Yea, and I also heard Lake Conroe had a huge fish kill and there are no more living catfish or hybrids in the lake... LOL


----------



## waterspout (May 21, 2004)

not quite Homey,, read post above,, its already a parking lot inside the gates(poles) and has been for three weeks( ha, if your at the aprin,,, you are NOT leaving for an hour trying to get out), I'll be on conroe checking the fish kill or on the flats above the dam... aint no way in he!! you'll see me on that river for a while unless I'm on a 4 wheller playing on the trails.

Maggie draws, lucies, east fork, summerwoood cut, the shallows at the tressel, are all holding crappie.. 

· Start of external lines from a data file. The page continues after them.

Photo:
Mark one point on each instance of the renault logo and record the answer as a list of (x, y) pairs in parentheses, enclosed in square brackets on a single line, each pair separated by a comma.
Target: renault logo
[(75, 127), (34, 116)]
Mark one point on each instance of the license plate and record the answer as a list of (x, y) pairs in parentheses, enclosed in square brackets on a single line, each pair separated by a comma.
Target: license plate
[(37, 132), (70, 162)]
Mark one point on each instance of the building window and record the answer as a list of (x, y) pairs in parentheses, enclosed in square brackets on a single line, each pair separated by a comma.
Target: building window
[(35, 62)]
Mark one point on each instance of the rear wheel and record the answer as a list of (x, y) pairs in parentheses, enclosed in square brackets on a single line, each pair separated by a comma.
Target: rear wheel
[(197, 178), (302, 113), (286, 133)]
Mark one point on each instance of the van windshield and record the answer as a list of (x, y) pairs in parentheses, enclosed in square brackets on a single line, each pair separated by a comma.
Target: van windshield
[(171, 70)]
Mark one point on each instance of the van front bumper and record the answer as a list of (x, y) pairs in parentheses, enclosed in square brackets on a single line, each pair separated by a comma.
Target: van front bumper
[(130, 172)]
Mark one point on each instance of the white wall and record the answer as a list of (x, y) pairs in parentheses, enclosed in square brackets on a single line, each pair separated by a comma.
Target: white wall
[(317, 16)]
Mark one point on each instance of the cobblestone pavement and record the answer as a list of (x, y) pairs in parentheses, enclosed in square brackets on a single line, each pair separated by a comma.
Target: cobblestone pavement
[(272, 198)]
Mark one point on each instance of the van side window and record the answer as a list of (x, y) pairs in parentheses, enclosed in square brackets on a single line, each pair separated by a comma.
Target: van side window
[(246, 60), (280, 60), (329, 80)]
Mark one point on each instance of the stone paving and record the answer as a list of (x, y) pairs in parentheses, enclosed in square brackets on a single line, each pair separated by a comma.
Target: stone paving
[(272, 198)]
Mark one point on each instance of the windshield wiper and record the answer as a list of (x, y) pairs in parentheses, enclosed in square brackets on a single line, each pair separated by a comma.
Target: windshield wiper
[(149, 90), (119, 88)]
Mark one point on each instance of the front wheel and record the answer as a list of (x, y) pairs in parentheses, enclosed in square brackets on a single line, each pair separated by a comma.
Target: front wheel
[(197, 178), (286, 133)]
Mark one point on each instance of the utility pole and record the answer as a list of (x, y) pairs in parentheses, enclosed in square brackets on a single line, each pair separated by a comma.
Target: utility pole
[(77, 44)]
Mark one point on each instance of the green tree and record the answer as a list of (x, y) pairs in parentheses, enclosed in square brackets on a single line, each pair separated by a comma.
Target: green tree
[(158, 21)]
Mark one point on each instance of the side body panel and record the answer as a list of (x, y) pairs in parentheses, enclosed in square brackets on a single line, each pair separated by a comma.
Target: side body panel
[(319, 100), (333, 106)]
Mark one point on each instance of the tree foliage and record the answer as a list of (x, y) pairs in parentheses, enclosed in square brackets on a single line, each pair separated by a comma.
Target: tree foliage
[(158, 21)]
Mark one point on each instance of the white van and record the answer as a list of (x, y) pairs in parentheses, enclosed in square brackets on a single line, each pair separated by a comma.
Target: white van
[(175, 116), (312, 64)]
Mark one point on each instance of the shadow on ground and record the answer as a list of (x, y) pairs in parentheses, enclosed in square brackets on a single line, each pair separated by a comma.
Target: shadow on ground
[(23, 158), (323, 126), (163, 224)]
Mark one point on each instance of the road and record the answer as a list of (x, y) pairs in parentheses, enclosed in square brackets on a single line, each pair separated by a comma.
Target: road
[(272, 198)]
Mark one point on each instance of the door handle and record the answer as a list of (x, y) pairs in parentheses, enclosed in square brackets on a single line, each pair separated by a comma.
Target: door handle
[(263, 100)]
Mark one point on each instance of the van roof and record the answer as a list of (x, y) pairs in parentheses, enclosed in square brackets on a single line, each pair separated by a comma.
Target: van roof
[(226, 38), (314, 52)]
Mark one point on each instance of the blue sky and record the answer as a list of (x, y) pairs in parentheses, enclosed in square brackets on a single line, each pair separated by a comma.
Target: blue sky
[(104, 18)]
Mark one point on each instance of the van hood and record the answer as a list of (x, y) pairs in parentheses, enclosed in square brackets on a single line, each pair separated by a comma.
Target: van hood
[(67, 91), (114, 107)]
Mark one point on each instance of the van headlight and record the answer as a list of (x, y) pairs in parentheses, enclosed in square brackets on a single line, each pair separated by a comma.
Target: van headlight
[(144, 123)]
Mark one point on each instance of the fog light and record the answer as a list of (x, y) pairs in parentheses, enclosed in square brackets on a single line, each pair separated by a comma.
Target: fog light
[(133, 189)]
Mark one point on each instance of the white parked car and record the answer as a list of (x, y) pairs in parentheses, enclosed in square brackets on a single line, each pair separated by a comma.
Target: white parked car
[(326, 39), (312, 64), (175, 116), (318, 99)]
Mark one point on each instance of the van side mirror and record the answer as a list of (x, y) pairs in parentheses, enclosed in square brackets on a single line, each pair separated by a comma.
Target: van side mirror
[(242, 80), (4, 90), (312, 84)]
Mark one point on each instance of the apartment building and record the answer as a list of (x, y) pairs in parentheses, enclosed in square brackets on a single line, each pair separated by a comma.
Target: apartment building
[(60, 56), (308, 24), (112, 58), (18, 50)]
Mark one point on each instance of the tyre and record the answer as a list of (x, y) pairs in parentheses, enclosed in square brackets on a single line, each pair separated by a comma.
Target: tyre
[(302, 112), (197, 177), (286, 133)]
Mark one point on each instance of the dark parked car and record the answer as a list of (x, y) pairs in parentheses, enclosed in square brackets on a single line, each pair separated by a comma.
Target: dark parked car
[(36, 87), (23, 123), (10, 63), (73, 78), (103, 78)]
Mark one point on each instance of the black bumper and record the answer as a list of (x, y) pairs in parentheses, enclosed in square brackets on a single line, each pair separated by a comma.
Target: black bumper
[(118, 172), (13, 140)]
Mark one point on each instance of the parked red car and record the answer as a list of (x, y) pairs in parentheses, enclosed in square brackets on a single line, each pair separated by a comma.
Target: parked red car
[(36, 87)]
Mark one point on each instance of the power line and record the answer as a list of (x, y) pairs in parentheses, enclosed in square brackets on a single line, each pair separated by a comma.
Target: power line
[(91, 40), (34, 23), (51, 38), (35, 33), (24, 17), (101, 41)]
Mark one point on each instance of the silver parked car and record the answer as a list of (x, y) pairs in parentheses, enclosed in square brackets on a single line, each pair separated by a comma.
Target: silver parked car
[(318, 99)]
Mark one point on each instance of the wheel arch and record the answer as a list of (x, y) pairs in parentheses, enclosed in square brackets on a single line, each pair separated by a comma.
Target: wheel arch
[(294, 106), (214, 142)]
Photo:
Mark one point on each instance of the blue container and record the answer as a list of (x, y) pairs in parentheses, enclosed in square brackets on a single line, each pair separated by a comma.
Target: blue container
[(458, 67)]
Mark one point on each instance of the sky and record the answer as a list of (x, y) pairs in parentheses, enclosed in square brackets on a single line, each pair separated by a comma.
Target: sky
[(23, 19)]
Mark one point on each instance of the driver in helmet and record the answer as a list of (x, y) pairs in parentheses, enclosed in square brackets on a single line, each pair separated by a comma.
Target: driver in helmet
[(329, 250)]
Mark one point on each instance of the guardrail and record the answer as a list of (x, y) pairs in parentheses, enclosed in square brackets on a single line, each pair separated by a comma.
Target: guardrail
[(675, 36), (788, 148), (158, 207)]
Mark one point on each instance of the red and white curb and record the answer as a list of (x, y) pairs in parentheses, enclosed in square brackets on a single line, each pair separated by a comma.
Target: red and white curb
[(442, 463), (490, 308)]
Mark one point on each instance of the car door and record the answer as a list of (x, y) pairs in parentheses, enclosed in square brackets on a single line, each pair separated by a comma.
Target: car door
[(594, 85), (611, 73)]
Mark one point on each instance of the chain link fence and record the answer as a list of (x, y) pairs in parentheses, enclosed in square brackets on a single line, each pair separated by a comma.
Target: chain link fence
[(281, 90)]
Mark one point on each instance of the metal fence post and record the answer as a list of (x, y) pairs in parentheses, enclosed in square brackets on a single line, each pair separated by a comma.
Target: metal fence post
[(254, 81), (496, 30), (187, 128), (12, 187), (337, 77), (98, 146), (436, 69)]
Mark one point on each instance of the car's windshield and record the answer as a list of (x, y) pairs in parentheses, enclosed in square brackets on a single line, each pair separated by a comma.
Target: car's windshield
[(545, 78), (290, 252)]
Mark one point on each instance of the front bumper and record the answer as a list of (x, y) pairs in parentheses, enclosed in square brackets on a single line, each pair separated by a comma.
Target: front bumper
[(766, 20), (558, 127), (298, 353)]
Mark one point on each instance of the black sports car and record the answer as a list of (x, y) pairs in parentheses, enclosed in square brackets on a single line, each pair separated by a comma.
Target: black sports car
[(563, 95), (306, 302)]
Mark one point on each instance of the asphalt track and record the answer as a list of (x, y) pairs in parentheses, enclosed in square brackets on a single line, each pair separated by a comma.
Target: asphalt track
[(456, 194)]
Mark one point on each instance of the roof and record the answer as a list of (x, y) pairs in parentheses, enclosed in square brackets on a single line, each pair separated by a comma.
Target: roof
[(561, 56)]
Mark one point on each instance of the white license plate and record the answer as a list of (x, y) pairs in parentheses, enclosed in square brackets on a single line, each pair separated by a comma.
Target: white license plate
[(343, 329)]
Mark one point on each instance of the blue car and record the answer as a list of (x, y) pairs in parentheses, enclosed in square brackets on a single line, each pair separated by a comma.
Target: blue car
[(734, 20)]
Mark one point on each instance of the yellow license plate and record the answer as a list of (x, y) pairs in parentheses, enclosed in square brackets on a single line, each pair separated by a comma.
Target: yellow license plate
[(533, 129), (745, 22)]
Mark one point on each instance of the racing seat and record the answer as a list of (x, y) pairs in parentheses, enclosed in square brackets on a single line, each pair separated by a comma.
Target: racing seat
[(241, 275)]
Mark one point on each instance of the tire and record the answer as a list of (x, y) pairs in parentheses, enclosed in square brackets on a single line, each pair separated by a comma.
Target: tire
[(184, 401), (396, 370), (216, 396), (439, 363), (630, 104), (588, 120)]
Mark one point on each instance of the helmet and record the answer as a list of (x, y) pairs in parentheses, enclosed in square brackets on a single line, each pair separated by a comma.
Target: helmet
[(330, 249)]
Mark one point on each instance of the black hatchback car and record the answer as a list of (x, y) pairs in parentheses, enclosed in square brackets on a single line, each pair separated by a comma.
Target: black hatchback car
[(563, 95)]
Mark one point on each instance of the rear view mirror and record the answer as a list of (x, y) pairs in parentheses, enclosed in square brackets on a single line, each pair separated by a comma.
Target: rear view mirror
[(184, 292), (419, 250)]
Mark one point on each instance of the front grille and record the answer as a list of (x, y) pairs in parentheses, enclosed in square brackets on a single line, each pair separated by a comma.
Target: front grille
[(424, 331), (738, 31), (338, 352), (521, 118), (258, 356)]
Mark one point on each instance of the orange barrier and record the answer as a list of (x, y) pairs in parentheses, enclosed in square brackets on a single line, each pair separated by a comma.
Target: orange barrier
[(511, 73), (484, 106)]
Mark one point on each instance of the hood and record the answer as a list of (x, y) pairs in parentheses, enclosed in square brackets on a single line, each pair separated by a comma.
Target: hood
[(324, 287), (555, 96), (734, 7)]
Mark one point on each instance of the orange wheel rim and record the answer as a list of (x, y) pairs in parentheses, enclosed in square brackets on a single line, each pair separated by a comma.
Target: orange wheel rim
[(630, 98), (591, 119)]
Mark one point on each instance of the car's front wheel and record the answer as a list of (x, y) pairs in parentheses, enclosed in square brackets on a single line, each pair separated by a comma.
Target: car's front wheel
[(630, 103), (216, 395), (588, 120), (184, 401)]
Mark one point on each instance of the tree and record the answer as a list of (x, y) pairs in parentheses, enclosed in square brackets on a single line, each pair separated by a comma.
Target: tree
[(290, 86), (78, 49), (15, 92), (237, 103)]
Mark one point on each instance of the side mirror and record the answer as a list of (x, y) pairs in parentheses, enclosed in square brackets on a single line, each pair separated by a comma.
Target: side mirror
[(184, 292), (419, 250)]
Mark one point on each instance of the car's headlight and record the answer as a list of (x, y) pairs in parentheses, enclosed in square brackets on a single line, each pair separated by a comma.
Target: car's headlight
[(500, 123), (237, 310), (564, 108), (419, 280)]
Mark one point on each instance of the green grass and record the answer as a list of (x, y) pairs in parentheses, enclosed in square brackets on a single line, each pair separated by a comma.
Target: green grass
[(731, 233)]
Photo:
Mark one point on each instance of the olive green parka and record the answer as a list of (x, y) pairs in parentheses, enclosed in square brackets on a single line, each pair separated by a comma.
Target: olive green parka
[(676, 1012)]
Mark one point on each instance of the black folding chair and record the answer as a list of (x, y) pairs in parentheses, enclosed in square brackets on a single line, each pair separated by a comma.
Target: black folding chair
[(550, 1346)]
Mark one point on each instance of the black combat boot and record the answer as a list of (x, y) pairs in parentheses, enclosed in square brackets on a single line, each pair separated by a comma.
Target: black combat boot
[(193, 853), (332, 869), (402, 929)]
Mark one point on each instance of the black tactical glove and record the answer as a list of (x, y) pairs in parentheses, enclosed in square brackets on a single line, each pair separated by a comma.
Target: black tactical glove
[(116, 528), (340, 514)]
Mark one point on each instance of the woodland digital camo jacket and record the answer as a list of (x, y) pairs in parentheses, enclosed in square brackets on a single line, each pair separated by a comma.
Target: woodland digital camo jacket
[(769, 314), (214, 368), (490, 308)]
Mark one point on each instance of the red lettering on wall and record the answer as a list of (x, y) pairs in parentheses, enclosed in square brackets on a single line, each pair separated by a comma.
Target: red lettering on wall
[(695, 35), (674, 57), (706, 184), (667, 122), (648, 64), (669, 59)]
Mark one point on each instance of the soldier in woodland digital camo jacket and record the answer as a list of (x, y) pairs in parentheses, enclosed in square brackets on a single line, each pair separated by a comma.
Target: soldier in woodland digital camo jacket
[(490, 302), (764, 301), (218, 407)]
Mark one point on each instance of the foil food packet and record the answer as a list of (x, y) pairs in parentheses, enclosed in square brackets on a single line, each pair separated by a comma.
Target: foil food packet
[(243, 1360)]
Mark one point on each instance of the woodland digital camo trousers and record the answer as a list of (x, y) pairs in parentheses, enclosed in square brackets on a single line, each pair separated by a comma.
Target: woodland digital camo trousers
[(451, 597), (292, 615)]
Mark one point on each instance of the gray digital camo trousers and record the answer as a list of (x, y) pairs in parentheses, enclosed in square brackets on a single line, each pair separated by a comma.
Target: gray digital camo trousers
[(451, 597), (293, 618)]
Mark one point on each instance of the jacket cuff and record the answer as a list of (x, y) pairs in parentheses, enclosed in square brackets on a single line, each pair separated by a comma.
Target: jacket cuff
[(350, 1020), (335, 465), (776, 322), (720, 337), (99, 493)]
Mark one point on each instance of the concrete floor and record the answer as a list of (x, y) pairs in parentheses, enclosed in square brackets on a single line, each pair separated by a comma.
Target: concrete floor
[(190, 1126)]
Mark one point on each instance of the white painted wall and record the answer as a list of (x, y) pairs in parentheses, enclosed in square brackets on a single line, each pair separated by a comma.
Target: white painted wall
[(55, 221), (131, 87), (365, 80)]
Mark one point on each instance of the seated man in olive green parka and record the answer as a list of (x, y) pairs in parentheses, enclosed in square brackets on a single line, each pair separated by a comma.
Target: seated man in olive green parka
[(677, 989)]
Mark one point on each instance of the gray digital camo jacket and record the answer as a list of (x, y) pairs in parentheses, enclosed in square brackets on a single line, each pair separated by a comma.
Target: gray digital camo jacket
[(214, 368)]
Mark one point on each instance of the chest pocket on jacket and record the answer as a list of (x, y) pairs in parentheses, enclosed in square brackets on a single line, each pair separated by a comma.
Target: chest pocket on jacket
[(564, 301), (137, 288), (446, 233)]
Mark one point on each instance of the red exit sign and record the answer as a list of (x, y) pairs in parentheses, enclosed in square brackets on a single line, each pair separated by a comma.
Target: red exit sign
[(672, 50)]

you go fish the aprin Brodie. Have fun and make sure you take a chill pill before going or your nerves will be shot. Heck, you might wanna take a shot wiith you to chill with. LOL


----------



## capn (Aug 11, 2005)

I was kidding... is it ever NOT crowded there?


----------



## panamafish (Aug 3, 2006)

you know when i lauched i was thinking that same thing, because i had to park a hundred miles away, but i guess a 1/4 of them were boating for fun, and 1/4 was in the sand pit, and the other 1/4 was at the big and little eddy because it really wasnt that bad. at the appron now i couldnt get right up on it but no big deal i still managed to get mine. the good thing about it MR san jacinto river wasnt there you know the guy who thinks he own the river and if you come with in 4 boat lenghts away he tries to hit you with his astonishing cast like the fish our biting so much better a foot from boat than it is a foot from his


----------